How many grams of Aluminum oxide will be produced when 2.44 grams of Aluminum burns in air (i.e. react with Oxygen)?
4Al + 3O2 ==> 2Al2O3
1. mols Al - grams/atomic mass
2. Using the coefficients in the balanced equation, convert mols Al to mols Al2O3
3. Now convert mols Al2O3 to g. g = mols x molar mass
To determine the grams of aluminum oxide produced when aluminum reacts with oxygen, we need to understand the balanced chemical equation for this reaction.
The balanced chemical equation is:
4Al (s) + 3O2 (g) → 2Al2O3 (s)
From the equation, we can see that 4 moles of aluminum react with 3 moles of oxygen to produce 2 moles of aluminum oxide.
To find the moles of aluminum oxide produced, we can use the molar mass of aluminum (26.98 g/mol) and the molar mass of aluminum oxide (101.96 g/mol).

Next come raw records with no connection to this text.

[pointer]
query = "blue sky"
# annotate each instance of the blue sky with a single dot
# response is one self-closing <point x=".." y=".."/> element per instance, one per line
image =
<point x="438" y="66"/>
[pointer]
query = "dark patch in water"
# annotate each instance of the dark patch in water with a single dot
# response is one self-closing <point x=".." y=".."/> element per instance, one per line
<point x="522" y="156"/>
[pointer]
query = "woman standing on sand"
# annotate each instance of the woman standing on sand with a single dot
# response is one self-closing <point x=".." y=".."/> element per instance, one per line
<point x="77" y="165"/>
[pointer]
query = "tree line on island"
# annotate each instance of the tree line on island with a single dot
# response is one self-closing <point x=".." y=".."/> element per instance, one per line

First, we need to calculate the number of moles of aluminum using its molar mass:
moles of aluminum = mass of aluminum / molar mass of aluminum
= 2.44 g / 26.98 g/mol
moles of aluminum = 0.0904 mol
From the balanced equation, we know that 4 moles of aluminum react with 2 moles of aluminum oxide. Therefore, we can determine the moles of aluminum oxide produced:
moles of aluminum oxide = (moles of aluminum / 4) × 2
= (0.0904 mol / 4) × 2
moles of aluminum oxide = 0.0452 mol
Finally, let's calculate the mass of aluminum oxide using its molar mass:
mass of aluminum oxide = moles of aluminum oxide × molar mass of aluminum oxide
= 0.0452 mol × 101.96 g/mol
mass of aluminum oxide = 4.61 grams
Therefore, approximately 4.61 grams of aluminum oxide will be produced when 2.44 grams of aluminum reacts with oxygen.